Todd Carter
Todd Carter

Reputation: 899

Using IOC To Configure Unit and Integration Tests

I have a unit test project which uses Ninject to mock the database repositories. I would like to use these same tests as integration tests and use Ninject to bind my real database repositories back into their respective implementations so as to test/stress the application into the DB.

Is there a way to do this with Visual Studio 2012 or is there another test framework, other than MSTest, which allows for this type of configuration?
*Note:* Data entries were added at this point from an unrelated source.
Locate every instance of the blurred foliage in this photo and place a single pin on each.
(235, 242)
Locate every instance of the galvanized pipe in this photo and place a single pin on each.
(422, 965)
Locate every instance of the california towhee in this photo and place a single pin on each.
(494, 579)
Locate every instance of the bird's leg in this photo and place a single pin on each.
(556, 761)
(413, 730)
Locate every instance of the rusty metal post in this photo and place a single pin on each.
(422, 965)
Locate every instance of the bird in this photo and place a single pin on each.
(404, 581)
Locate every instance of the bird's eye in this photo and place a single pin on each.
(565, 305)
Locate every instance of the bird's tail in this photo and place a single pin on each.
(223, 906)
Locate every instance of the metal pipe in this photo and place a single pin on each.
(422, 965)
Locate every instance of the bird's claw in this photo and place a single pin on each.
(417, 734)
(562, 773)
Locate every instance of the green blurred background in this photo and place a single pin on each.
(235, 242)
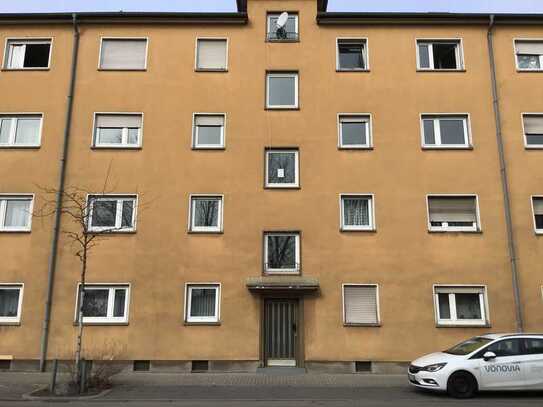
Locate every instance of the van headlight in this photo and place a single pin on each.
(434, 368)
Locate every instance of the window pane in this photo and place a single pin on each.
(468, 306)
(110, 135)
(202, 302)
(282, 91)
(27, 131)
(356, 212)
(17, 213)
(452, 131)
(209, 135)
(281, 251)
(528, 61)
(120, 297)
(5, 126)
(95, 303)
(351, 56)
(206, 212)
(444, 307)
(444, 56)
(424, 56)
(353, 133)
(9, 302)
(281, 168)
(104, 213)
(429, 134)
(37, 55)
(128, 214)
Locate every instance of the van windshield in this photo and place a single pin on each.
(466, 347)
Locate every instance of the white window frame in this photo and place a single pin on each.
(188, 303)
(195, 144)
(14, 117)
(532, 202)
(371, 210)
(283, 74)
(446, 228)
(522, 116)
(453, 289)
(519, 69)
(124, 143)
(437, 117)
(20, 197)
(192, 208)
(271, 14)
(118, 219)
(17, 319)
(146, 39)
(197, 50)
(297, 268)
(24, 41)
(364, 41)
(343, 286)
(109, 319)
(460, 63)
(355, 118)
(296, 183)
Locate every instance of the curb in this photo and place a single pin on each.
(30, 396)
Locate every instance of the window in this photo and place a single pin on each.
(357, 212)
(109, 213)
(289, 32)
(351, 55)
(537, 203)
(354, 131)
(460, 305)
(453, 213)
(206, 213)
(202, 303)
(20, 130)
(15, 213)
(127, 54)
(360, 304)
(211, 54)
(445, 131)
(533, 130)
(282, 253)
(11, 300)
(282, 90)
(529, 55)
(208, 131)
(27, 54)
(438, 55)
(115, 130)
(104, 303)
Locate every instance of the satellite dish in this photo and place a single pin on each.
(282, 20)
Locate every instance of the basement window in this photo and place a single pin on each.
(28, 54)
(460, 305)
(439, 55)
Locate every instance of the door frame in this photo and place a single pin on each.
(299, 349)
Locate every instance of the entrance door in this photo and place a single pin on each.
(280, 332)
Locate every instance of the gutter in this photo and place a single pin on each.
(504, 180)
(59, 195)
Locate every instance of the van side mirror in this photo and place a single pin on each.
(489, 356)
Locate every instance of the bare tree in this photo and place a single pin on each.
(89, 222)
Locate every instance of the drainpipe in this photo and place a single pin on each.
(60, 192)
(505, 183)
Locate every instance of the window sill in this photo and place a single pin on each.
(189, 323)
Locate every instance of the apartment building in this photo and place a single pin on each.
(342, 191)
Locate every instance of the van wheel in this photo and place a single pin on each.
(462, 385)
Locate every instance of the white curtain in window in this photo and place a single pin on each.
(212, 54)
(123, 54)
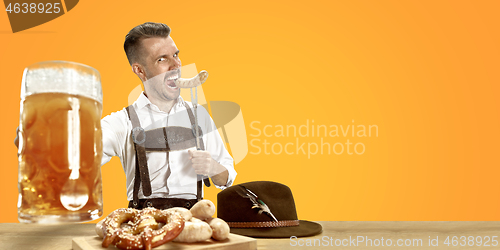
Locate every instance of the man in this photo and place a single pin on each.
(165, 120)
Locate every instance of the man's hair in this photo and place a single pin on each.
(137, 34)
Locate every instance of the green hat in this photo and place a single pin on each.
(263, 209)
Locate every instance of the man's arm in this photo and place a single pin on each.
(204, 164)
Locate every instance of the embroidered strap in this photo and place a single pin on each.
(141, 163)
(281, 223)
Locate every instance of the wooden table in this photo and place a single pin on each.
(352, 235)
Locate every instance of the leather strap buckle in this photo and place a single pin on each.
(138, 135)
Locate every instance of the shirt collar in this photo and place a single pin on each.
(143, 102)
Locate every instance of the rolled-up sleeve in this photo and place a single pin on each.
(114, 132)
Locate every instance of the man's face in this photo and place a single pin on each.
(160, 66)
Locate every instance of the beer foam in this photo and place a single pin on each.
(84, 81)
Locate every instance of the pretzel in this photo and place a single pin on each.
(192, 82)
(144, 232)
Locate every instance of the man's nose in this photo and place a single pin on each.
(176, 63)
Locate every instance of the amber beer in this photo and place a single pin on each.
(60, 145)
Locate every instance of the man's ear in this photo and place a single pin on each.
(139, 71)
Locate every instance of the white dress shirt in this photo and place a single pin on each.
(117, 141)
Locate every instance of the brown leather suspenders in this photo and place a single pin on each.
(139, 137)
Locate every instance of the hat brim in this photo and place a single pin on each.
(305, 228)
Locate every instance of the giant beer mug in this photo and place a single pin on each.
(60, 143)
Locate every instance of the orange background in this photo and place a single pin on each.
(425, 72)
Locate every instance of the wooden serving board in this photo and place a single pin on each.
(234, 241)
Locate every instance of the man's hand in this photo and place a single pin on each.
(203, 164)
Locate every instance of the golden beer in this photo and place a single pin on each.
(60, 153)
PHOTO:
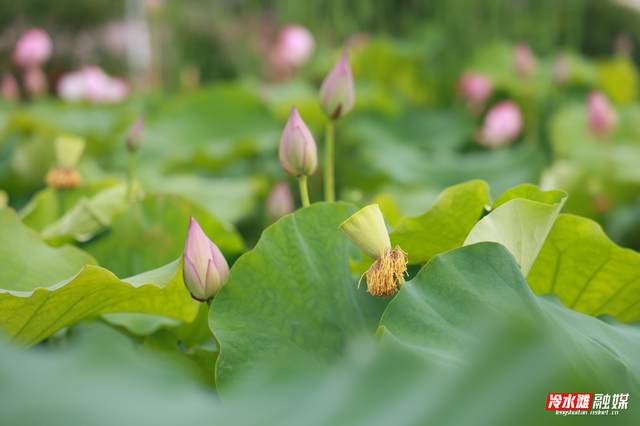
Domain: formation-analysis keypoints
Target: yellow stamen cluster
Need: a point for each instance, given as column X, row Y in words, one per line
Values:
column 63, row 178
column 387, row 272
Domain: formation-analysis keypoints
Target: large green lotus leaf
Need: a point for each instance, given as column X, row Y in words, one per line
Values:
column 444, row 310
column 445, row 225
column 153, row 231
column 49, row 204
column 292, row 298
column 27, row 317
column 587, row 270
column 521, row 220
column 26, row 262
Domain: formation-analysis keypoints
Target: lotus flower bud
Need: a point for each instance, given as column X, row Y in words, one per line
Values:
column 337, row 93
column 524, row 60
column 502, row 125
column 68, row 151
column 602, row 117
column 293, row 48
column 298, row 151
column 35, row 82
column 136, row 134
column 205, row 269
column 475, row 87
column 561, row 69
column 33, row 48
column 9, row 88
column 280, row 201
column 367, row 230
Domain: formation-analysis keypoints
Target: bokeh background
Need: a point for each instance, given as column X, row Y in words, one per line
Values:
column 215, row 81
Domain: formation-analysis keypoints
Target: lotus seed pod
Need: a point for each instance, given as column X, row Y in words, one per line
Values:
column 366, row 229
column 298, row 150
column 205, row 270
column 337, row 93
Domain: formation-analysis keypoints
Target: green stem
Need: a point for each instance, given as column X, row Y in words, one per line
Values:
column 304, row 193
column 132, row 165
column 329, row 173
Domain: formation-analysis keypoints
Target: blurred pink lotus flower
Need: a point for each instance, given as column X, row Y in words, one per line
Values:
column 92, row 84
column 502, row 125
column 294, row 47
column 475, row 87
column 298, row 151
column 524, row 60
column 561, row 69
column 9, row 88
column 602, row 116
column 205, row 269
column 35, row 81
column 280, row 201
column 33, row 48
column 337, row 93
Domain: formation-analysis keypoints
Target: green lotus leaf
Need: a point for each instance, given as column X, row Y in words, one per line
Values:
column 291, row 299
column 445, row 225
column 459, row 295
column 521, row 219
column 587, row 270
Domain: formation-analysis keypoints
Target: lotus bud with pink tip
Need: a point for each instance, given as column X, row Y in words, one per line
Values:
column 294, row 47
column 502, row 125
column 298, row 151
column 205, row 269
column 337, row 93
column 602, row 116
column 33, row 48
column 35, row 82
column 524, row 60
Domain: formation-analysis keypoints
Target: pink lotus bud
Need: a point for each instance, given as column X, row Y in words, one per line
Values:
column 205, row 269
column 502, row 125
column 9, row 88
column 136, row 134
column 293, row 48
column 524, row 60
column 624, row 44
column 561, row 69
column 337, row 93
column 475, row 87
column 35, row 81
column 91, row 83
column 280, row 201
column 602, row 116
column 33, row 48
column 298, row 151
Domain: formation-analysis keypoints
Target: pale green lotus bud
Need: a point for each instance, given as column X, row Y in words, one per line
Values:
column 337, row 93
column 298, row 151
column 136, row 134
column 68, row 150
column 367, row 230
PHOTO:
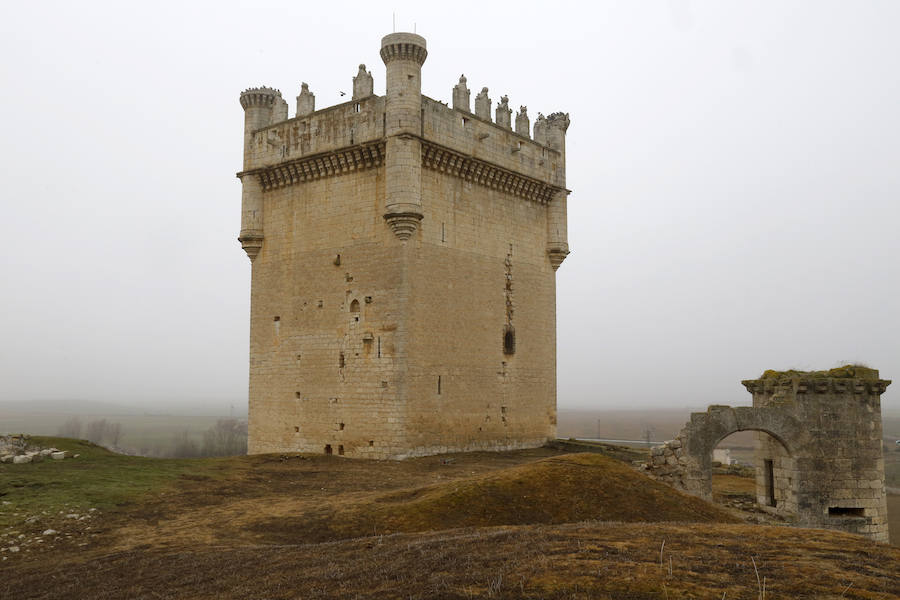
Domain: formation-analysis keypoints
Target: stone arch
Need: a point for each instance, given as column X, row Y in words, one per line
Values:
column 686, row 461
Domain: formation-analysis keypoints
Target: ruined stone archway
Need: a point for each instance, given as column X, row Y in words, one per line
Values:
column 824, row 461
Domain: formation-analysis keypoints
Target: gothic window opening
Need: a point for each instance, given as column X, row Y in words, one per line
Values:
column 509, row 340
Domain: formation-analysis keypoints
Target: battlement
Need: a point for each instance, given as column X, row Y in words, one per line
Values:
column 362, row 121
column 403, row 267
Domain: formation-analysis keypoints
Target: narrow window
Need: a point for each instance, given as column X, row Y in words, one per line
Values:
column 509, row 340
column 770, row 481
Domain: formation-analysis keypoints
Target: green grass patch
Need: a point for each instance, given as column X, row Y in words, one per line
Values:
column 97, row 479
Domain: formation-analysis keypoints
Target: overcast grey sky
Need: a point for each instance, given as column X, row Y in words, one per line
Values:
column 734, row 167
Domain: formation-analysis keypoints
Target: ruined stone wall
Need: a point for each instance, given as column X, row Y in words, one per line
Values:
column 837, row 479
column 819, row 454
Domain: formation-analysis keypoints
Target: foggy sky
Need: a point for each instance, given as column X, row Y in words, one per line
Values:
column 734, row 168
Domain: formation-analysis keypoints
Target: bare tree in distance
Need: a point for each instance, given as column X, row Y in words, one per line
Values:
column 228, row 437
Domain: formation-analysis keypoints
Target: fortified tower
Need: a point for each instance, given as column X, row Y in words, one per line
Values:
column 403, row 294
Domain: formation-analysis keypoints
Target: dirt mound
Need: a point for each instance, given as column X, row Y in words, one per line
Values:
column 563, row 489
column 584, row 561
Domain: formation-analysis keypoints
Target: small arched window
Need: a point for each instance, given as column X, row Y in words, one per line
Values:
column 509, row 340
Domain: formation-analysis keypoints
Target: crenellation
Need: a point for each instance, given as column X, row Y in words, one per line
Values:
column 503, row 113
column 279, row 110
column 363, row 84
column 540, row 130
column 389, row 221
column 306, row 101
column 483, row 105
column 523, row 126
column 461, row 95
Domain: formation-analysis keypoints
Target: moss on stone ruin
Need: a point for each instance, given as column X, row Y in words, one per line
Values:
column 844, row 372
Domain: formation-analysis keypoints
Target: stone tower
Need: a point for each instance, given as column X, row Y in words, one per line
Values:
column 403, row 293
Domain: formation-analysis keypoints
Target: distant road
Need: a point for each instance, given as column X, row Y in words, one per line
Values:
column 642, row 442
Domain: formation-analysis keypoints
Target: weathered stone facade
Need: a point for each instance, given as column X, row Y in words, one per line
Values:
column 819, row 458
column 403, row 252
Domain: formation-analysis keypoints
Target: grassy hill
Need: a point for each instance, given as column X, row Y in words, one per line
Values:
column 541, row 523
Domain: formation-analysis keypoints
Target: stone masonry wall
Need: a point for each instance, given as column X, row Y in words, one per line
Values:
column 819, row 457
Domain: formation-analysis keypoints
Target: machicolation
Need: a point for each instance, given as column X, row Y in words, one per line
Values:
column 403, row 293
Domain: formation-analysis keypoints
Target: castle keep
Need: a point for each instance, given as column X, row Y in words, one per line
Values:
column 403, row 294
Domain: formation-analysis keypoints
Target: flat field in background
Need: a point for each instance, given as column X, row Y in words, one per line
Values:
column 147, row 435
column 542, row 523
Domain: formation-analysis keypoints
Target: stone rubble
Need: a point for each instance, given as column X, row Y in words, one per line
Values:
column 18, row 449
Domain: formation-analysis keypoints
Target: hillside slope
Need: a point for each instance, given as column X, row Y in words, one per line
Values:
column 561, row 489
column 527, row 524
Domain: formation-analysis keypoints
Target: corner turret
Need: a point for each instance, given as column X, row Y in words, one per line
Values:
column 306, row 101
column 259, row 107
column 403, row 55
column 363, row 84
column 554, row 129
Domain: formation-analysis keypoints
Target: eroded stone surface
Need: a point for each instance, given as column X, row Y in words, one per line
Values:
column 819, row 457
column 403, row 252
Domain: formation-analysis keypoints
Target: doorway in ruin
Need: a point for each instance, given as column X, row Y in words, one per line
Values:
column 752, row 469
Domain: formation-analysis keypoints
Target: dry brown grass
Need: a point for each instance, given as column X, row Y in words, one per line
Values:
column 583, row 560
column 257, row 533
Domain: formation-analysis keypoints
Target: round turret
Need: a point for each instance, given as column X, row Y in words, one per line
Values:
column 262, row 97
column 403, row 46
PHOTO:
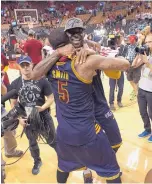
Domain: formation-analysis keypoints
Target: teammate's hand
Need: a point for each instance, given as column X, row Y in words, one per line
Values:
column 83, row 53
column 144, row 58
column 66, row 50
column 137, row 62
column 23, row 122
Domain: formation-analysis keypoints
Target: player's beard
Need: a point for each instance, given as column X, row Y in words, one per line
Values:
column 77, row 40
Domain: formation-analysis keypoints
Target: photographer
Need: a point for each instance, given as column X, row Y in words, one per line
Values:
column 32, row 94
column 133, row 74
column 145, row 89
column 117, row 44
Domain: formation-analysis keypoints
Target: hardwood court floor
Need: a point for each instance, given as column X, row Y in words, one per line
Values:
column 134, row 156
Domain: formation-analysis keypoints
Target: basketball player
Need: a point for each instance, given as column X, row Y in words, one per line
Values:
column 148, row 178
column 77, row 132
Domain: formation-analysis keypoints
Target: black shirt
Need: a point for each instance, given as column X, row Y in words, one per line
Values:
column 30, row 92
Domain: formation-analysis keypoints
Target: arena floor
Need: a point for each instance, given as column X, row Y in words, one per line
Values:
column 134, row 156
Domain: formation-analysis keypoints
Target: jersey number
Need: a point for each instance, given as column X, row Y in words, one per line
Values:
column 63, row 93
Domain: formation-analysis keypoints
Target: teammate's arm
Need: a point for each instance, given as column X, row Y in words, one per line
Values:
column 3, row 89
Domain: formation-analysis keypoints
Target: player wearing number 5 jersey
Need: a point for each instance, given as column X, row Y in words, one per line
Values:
column 81, row 142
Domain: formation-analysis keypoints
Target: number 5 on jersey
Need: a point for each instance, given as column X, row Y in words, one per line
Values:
column 63, row 93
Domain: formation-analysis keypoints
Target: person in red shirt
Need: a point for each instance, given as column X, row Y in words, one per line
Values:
column 33, row 48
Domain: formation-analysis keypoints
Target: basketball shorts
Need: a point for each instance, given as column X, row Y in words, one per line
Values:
column 96, row 155
column 110, row 126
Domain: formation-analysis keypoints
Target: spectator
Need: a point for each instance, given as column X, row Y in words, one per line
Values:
column 133, row 74
column 33, row 48
column 145, row 91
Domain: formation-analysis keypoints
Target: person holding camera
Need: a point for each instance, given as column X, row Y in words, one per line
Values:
column 133, row 74
column 117, row 82
column 145, row 89
column 32, row 94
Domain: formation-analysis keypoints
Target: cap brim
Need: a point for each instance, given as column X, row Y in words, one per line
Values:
column 24, row 62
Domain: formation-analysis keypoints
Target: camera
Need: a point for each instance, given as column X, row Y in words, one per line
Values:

I would really hate to rewrite/copy these unit tests into an integration test project but I suspect I could copy the files in as links and have a single test file compiled into two projects (Unit and Integration).

Thanks Todd

Upvotes: 0

Views: 384

Answers (2)

Low Flying Pelican
Low Flying Pelican

Reputation: 6054

With Nunit you can do this with TestCase,

say you need to use the unit and unit/integration test using CustomerRepository and OrderRepository,

[TestFixture]
public class TestCustomerRepository
{
    IKernel _unit;
    Ikernel _integration;

    [SetUp]
    public void Setup()
    {
       //setup both kernels
    }

    [TestCase("Unit")]
    [TestCase("Integration")]
    public void DoTest(String type)
    {
        var custRepo = GetRepo<ICustomerRepository>(type);
        var orderRepo = GetRepo<IOrderRepository>(type);
        //do the test here
    }

    protected T GetRepo<T>(String type)
    {
        if (type.Equals("Unit"))
        {
            return _unit.Get<T>();
        }
        return _integration.Get<T>();
    }
}

This is the basic idea.

Upvotes: 0

Steven
Steven

Reputation: 172676

Your requirements sound really odd to me. The difference between a unit test and an integration test is much bigger than just connecting to a database or not. An integration test either has a much bigger scope, or tests if components communicate correctly. When you write a unit test, the scope of such a unit is normally small (one class/component with all dependencies mocked out), which means there is no need for using a DI container.

Let me put it differently. When the tests are exactly the same, why are you interested to do the same test with and without the database. Just leave the database in and just test that. Besides these tests, you can add 'real' unit tests, that have a much smaller scope.